Click here to learn more about UPS ORION.

  • “The single most common product type shipped by UPS is – perhaps unsurprisingly in this age of e-commerce – the consumer retail product category. The next most common in order are car parts, medical supplies and drugs, professional services (mostly legal and real estate documents) and industrial supplies and products.” [pg247]
  • The US transportation infrastructure is showing its age and in many ways has outgrown its use. However, there are five important trends that may bring change and relief to our crumbling roads and bridges.
  1. China is transforming from a low-wage factory sweatshop economy into a true economic powerhouse where workers are getting better wages, benefits and work conditions.
  2. Higher wages in China make off-shoring of jobs and manufacturing less attractive to companies. Re-shoring – a resurgence of manufacturing jobs back to the US is happening.
  3. The emergence of 3-D printing as a viable solution is one of the major disruptive technologies on the horizon. The “factory-in-a-box” technology provides the ability to manufacturer products locally at a competitive cost, and in small quantities.
  4. The ridesharing world of traffic apps are driving cultural changes in car ownership
  5. The driverless car will disrupt transportation as much if not more than the invention of the car.

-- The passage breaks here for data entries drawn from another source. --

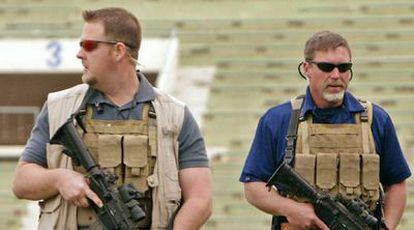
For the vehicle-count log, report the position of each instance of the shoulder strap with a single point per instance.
(368, 144)
(292, 134)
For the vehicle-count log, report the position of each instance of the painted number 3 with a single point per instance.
(54, 48)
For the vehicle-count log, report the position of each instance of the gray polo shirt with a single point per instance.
(192, 151)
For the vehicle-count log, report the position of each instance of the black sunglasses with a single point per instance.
(328, 67)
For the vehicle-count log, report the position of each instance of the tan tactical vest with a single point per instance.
(340, 158)
(57, 213)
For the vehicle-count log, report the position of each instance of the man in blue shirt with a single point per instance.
(327, 103)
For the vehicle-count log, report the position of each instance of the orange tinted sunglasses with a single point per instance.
(90, 45)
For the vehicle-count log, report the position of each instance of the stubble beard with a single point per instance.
(334, 97)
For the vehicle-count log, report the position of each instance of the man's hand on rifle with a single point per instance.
(73, 186)
(303, 216)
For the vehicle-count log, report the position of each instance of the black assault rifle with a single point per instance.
(120, 209)
(338, 214)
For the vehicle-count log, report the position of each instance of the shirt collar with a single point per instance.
(145, 93)
(350, 103)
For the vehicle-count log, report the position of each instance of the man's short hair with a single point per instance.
(119, 25)
(324, 41)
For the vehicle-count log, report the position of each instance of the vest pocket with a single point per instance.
(305, 166)
(109, 151)
(370, 179)
(349, 175)
(326, 172)
(136, 161)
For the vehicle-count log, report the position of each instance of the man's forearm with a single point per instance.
(34, 182)
(395, 202)
(193, 214)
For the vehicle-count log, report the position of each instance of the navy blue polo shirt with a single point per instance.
(268, 147)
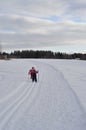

Which brings me to the end of the book where I found a compelling view into the future of car ownership:

“Open an app on your smartphone and summon a driverless car to your house. The app consults the latest crowdsourced traffic data and informs you the car will pick you up forty-five minutes before your meeting starts to ensure you arrive on time. At the appointed time, your phone buzzes: the car is outside your house. It takes you to your meeting, its route selected based on current traffic data; it drops you off at the curb and then takes off to pick up another passenger. During the ride you were free to do other work. Drive time has become productive time. Neither you nor the autonomous car has to worry about parking at the end of the trip – a process that, in once congested metro areas, used to be both time-consuming and expensive. Space once set aside for parking cars is now used more productively, in the forms of protected bike lanes, outdoor cafes, open space and mini-parks. At the end of your meeting you use your app to schedule a pick up to return you for the day.”

While the above scenario is in practice today, the next evolution is removing the human driver from the equation. Driverless cars are projected to not only be more efficient but much safer by removing human error and human ego. This will significantly reduce and possibly eliminate the 35,000 deaths, and 2.5 million trips to the Emergency Room associated to the 5 million auto collisions a year.